The supply rail normally powers a microcontroller’s voltage-reference source. In power-critical battery-operated applications, the constant drain, even of a few 10s of microamps, can be prohibitive. This situation requires adding a pin to turn the reference voltage on and off. By adding a 0.1-µF capacitor in parallel with the voltage reference and a simple bit of software that you can download from the online version of this Design Idea, you’ll need just one pin to both power and read the reference voltage.

When you connect the voltage reference as in Figure 1, the software configures the Microchip PIC chip’s V_REF (reference-voltage) pin as a switched-on output. After approximately 300 µsec, the voltage across the capacitor stabilizes at 1.225V.

There is an initial overshoot when the ZXRE4041 powers up. The pin is then reconfigured as an analog input for the ADC’s reference-voltage source. The reference voltage quickly drops by 20 mV in the next 50 µsec as the ZXRE4041 shuts down. With a 0.1-µF capacitor, the voltage then slowly drops 60 mV over 2 msec because of leakage. Although this delay is exponential, the rate is so slow that, for practical purposes, you can consider it linear for this short time window.

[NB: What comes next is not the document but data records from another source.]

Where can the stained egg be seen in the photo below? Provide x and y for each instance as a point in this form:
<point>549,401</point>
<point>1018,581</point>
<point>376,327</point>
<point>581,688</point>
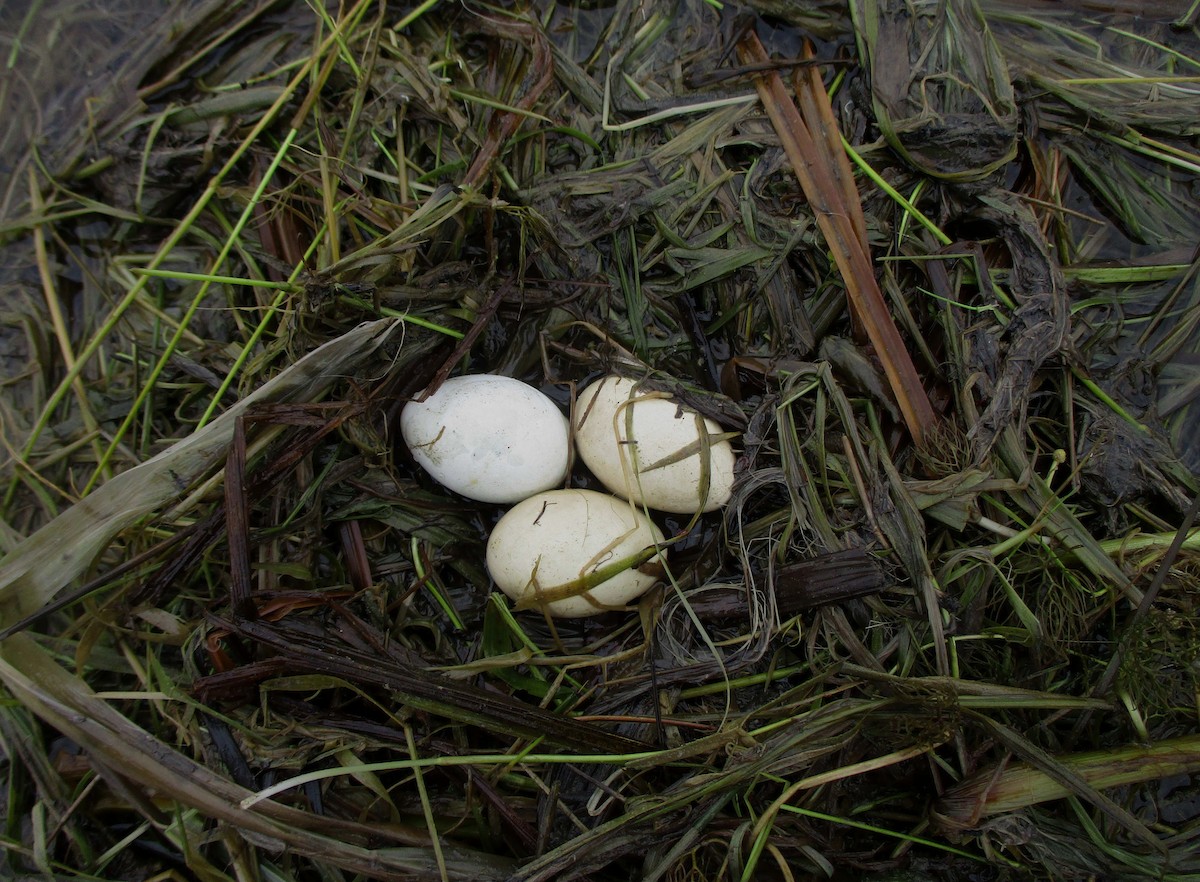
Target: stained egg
<point>646,447</point>
<point>575,552</point>
<point>490,438</point>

You must also consider that the ADC also draws current through the 10-kΩ resistor during conversion, causing voltage drop. Although Microchip doesn’t characterize this voltage drop in its documentation, tests consistently measured a drop of 80 mV for several devices, giving a calculated current of 6.67 µA. Using a conservative internal 4-MHz clock and allowing an ADC clock of frequency oscillation divided by 16 for operation at the minimum operating voltage, one conversion takes 45 µsec. This action slightly drains the capacitor, but this drainage appears to be only 2 or 3 mV. Calculations of initial watt-seconds minus watt-seconds used yield even lower values. Subtracting these fixed, repeatable losses from the initial steady-state 1.225V yields a new reference voltage of 1.225V_REF–0.020V shutdown drop–0.080 IR drop=1.145V.

Allowing 75 µsec to do the analog-to-digital conversion, store the value, and set up for the next conversion on another channel, 11 conversions will result in the last one’s reference voltage being lower by 22.5 mV—that is, 10 conversions×75 µsec×(60 mV/2000 µsec). This error is only 1.9% compared with the first conversion’s results.

If you just need an approximate voltage for a consumer product, for example, to warn of low battery voltage, you can use an LED instead of the ZXRE4041. Just change the value of R₁ to 300Ω to provide sufficient current to turn on the LED. Although LEDs lack the temperature stability of dedicated voltage-reference chips, the variation may be acceptable for the application because most consumer products find use within the comfort range of humans. If an LED is already part of the system, then the voltage-reference cost is only that of the software. Using this technique, an LED can now provide status-indicator, photodetector, and voltage-reference functions and enter a zero-power state using only software to reconfigure the changes.